Have you started the SSE 4.2 coding? I'll learn SSE 4.2 instruction, if you have implemented a instruction, mayby I can do some coding work depends on it. Anyway, if there is anyting I can do to make SSE 4.2 and AVX done faster, I'll be glad to do.

Not yet. End of week / next week probably (hopefully)

zymyy789 commented 1 year ago

ok, get it. Look forward to it.

zymyy789 commented 1 year ago

sorry to borther you again, as you said Ymm will need to have some dynamic allocation for that high part. After I learn the Dynarec code more detailed, I noticed that there is only 32 NEON registers, and have used 24, the remaining 8 registers are not enough for ymm(and they are useed as scratch regs). As you said it will need to dynamic allocation, How will you implement this feature. can I just use x87_purgecacheand mmx_purgecache to store these cache in x64emu_t, and emulat the ymm instruction with all 32 NEON registers, then load x87 and mmx cache again after emulation for the ymm instructuons?
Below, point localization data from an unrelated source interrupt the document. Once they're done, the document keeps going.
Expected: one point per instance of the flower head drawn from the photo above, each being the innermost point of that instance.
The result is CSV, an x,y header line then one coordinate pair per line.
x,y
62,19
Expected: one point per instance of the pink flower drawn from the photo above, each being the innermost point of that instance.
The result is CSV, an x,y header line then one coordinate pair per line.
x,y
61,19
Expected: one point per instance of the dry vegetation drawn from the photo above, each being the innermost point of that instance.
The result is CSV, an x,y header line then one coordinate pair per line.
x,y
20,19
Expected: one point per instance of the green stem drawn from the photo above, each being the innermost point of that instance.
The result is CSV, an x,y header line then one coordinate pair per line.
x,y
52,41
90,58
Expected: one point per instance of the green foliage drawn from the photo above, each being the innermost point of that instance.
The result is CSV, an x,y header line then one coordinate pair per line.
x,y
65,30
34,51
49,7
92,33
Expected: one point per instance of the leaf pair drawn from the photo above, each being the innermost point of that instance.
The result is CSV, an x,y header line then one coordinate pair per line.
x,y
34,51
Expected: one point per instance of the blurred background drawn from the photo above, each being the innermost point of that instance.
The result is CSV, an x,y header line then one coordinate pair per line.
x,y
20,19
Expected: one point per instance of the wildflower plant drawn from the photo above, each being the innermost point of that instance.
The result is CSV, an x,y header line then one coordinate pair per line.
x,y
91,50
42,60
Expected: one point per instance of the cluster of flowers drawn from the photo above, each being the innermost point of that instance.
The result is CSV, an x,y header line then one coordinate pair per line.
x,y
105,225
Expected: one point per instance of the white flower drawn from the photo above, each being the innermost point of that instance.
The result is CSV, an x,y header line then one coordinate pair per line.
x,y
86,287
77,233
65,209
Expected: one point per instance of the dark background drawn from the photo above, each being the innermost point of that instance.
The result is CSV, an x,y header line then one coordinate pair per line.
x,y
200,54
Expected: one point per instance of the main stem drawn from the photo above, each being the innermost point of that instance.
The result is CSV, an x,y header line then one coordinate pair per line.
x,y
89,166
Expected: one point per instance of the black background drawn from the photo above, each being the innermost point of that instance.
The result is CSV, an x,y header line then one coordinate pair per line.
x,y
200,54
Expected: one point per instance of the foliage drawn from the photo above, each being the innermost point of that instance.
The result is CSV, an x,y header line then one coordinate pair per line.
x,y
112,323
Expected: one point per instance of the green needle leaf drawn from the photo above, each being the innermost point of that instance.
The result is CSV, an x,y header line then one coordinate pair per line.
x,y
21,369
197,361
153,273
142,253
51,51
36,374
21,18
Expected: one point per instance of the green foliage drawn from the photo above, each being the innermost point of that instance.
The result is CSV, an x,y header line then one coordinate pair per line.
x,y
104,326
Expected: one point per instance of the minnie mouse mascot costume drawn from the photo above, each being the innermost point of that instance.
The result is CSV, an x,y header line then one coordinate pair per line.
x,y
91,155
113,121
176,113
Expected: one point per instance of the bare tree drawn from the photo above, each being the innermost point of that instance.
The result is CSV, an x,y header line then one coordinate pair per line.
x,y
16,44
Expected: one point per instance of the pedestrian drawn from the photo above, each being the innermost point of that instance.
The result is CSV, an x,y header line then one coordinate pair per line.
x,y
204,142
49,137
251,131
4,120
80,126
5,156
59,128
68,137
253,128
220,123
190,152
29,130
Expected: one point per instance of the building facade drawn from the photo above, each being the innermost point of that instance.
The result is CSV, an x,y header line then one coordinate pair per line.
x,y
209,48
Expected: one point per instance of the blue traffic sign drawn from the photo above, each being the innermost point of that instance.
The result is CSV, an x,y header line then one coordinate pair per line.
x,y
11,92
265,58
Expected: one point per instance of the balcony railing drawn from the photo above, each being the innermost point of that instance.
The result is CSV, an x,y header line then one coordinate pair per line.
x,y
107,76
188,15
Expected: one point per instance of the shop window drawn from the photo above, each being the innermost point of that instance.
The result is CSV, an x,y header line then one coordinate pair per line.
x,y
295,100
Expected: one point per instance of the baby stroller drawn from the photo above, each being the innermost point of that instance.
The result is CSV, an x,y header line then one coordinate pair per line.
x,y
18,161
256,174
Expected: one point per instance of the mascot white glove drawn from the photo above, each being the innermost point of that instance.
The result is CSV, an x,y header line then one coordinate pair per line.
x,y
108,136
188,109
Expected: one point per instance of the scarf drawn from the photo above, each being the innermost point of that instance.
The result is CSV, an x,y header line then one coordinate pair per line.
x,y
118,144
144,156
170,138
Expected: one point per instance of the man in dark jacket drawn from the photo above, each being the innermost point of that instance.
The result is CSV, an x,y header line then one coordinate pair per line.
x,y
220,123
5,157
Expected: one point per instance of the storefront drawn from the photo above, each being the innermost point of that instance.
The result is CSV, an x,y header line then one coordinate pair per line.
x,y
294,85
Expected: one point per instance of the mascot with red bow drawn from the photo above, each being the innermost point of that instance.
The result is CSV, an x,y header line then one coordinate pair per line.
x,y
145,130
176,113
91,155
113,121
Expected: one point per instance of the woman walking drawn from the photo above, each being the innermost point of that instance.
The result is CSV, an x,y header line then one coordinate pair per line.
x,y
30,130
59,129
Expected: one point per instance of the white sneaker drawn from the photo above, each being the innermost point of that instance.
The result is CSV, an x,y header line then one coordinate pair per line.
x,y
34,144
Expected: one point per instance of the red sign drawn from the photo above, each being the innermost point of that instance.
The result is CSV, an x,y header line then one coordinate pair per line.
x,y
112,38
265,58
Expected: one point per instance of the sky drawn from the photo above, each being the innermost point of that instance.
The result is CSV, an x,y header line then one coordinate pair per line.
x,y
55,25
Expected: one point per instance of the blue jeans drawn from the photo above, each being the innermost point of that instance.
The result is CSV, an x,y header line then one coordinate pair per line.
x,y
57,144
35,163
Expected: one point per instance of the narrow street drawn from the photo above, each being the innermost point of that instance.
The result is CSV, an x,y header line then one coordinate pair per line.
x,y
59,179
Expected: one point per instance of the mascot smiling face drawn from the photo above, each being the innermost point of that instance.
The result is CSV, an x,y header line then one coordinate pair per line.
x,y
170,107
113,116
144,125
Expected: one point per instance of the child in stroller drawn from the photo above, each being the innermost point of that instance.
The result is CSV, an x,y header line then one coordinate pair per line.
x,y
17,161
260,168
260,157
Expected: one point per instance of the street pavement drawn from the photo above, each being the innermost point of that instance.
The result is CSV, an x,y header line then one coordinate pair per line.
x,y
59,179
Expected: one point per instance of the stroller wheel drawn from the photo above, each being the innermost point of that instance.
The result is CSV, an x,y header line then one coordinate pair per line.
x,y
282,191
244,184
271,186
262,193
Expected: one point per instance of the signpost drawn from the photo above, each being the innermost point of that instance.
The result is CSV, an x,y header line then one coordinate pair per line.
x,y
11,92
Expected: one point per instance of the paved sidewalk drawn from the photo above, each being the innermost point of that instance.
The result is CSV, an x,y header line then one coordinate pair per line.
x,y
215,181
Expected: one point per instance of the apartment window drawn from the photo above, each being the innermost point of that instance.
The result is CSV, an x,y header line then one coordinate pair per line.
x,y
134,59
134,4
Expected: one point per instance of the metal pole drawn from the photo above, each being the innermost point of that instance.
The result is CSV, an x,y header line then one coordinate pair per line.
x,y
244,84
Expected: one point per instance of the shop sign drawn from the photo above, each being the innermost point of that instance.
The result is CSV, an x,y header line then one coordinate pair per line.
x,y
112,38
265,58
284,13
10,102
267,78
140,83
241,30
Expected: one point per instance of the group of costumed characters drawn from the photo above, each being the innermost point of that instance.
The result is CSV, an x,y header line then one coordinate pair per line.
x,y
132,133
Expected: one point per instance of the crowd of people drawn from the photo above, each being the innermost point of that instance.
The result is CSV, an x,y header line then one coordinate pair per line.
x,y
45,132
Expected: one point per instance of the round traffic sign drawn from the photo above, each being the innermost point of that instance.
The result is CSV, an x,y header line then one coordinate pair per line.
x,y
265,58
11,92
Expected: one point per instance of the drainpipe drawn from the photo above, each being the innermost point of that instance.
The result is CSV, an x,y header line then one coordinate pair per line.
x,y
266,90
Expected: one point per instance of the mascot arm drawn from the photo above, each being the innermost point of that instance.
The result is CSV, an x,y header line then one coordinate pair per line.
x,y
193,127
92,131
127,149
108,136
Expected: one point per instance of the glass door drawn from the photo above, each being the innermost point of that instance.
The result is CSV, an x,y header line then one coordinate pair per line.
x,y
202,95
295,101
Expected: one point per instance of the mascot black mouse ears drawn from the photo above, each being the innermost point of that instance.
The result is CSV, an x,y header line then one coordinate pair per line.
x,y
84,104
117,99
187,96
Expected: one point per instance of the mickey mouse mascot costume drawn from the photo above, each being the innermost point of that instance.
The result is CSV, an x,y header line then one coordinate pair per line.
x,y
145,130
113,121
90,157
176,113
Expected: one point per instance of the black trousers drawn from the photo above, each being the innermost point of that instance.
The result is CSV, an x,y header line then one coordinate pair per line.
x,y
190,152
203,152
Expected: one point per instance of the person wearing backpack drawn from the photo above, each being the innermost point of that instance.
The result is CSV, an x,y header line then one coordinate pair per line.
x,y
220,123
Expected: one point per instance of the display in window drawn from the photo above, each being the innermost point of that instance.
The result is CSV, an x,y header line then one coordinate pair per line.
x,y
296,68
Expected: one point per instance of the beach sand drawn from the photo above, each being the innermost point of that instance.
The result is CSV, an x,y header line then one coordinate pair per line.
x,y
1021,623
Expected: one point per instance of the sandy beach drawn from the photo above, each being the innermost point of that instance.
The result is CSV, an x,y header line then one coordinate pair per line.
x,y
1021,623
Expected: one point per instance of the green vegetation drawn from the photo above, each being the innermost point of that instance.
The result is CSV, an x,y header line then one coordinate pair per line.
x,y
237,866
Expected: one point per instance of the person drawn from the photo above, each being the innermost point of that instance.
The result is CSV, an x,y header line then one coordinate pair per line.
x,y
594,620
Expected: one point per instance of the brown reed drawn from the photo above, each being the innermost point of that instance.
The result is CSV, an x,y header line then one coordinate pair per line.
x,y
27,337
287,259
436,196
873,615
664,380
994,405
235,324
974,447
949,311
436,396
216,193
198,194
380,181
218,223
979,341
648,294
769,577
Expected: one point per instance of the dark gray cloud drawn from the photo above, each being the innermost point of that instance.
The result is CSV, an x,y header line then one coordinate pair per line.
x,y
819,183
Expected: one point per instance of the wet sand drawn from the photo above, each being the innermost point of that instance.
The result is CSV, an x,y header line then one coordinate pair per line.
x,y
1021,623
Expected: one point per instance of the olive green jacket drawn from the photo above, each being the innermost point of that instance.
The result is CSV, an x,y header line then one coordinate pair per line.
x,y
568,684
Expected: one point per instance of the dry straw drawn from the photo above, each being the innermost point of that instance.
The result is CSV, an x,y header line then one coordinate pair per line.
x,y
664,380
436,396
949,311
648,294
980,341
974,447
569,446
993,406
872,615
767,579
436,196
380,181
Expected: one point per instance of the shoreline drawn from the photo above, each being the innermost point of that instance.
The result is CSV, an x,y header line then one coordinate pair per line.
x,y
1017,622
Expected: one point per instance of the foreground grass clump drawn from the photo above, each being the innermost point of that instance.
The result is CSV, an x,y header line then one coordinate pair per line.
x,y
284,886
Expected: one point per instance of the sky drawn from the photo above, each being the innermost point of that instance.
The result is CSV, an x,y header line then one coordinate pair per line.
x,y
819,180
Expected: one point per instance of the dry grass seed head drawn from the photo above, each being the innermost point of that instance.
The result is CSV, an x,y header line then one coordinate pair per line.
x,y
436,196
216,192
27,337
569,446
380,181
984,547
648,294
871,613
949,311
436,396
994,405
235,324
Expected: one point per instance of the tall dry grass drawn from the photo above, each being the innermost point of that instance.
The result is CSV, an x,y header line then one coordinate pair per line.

If it's not the right way. what's your plan after SSE4.2,Will you implement the AVX static translation(interpretor) or dynamic translation first. Will it help if I could do some interpretor development, to let you have more time on Dynarec development.

ptitSeb commented 1 year ago

Yes, the idea will be to hopefully use x87/mmx regs and, but still have some kind of dynamic purge/alloc of regs for YMM / x87 / mmx available.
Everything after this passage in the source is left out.